Monday, July 19, 2010

A Film Fanatic's Dream, A Penny Pincher's Nightmare

With all due respects to a certain reader or two of this blog, I am grateful to have plenty of options for finding books and DVDs, both new and used, from independent resources and flea markets in Los Angeles that limit the amount of times I step into a Barnes and Noble to those few instances when I have a gift card to spend or to idly reading magazines whilst waiting for movies to start or friends to arrive. But the big book conglomerate's online store does annually offer one exciting promotion, and not coincidentally it's going on right as we speak: The 50% off all Criterion Collection DVD and Blu-Rays.

Personally, I have used this sale to upgrade my Days of Heaven and Chungking Express DVDs to Blu-Ray, as well as picking up the Blus of Paris, Texas, Stagecoach and Repulsion. And as far as DVDs, I purchased the Eclipse Box Set: Nikkatsu Noir, and while it's come up, I would heartily recommend fans of Japanese films, Film noir fanatics and/or crime fiction aficionados to if not out right purchase this box set, at least sample the titles via Netflix. So far I've rented three of the five titles (I Am Waiting, Take Aim at the Police Van and A Colt is My Passport) and have been impressed with the expressive style and content of all three (the other two titles which I have not yet seen are the vividly titled Rusty Knife and Cruel Gun Story). My favorite thus far is Takashi Nomura's A Colt is My Passport (1967), which is a film noir appropriation of the Akira Kurosawa samurai films and the Sergio Leone's spaghetti westerns. Stoned face Jo Shishido's performance may owe a debt to Toshiro Mifune and Clint Eastwood, but he holds his own and belongs as their equal as a whip smart gangster who is pitted in between two rival gangs, the one who's leader he assassinated and the one who hired him and want to cover their involvement after a peace treaty is reached. Harumi Ibe's score borrows from some of Ennio Morricone's cues, but adds a distinctive Japanese bent.

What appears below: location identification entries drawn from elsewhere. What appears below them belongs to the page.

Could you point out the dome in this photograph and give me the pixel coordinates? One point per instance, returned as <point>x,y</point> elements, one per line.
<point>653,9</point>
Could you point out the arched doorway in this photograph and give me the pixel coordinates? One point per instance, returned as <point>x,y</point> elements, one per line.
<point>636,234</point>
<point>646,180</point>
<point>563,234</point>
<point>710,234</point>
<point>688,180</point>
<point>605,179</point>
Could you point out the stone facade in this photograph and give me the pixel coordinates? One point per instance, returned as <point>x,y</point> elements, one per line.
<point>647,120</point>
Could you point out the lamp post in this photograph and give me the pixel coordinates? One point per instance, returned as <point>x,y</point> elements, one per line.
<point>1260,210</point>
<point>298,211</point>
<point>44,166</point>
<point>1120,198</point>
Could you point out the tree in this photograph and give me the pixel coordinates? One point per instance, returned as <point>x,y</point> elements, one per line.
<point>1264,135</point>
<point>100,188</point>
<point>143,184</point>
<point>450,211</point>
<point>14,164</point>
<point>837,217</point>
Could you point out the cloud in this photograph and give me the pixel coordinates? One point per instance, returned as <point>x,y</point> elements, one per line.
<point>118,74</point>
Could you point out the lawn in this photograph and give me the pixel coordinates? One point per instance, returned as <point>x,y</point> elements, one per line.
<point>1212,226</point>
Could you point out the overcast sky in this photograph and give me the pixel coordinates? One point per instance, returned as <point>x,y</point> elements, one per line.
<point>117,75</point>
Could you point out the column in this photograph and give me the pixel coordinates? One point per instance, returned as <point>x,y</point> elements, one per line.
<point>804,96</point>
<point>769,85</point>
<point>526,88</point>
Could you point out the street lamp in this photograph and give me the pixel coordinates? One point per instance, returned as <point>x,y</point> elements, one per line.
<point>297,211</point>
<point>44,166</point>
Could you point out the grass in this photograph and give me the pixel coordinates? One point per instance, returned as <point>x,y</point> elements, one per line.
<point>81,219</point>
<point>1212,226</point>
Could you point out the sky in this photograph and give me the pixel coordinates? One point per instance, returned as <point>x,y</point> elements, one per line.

And in further Criterion news, it's been announced that the future holds some notable releases including Crumb, Merry Christmas Mr. Lawrence, The Thin Red Line, The Magician, Paths of Glory, The Darjeeling Limited, Something Wild, and the reportedly insanely awesome, House. Those titles are not yet available for purchase via Barnes and Noble's sale, so start saving your money for next year.

4 comments:

Wesley said...

Isn't half off at Barnes & Noble like regular price everywhere else?

Mummbles said...

Having worked at said store for nine years, every once in a while they would have a sale that was actually better then some place like Best Buy or Tower. Seeing as how Tower is now out of business thats not saying much. I do like browsing the store as well, plenty to look at and buy. But since they do not value service only money I rarely buy from the store anymore unless I have a gift card. Glad you were able to find a good deal, but like the previous comment said it is rare to get a good deal at said store.

Colonel Mortimer said...

I figured you two would chime in, I was trying to be polite about B & N since I knew you both worked there.

This is a rare but really great deal since Criterion Collection is the most expensive DVD and Blu-Ray distributor (due to their independence and quality standards). I am not a big box store guy at all, and I don't care for Best Buy either, and think it's worse than B & N in some aspects.

Michael said...

Sounds like a good deal. I wish I had some extra cash to spend on Blu-rays. For the record, I, too, don't like the big-box stores either, but I do prefer B&N to Best Buy any day.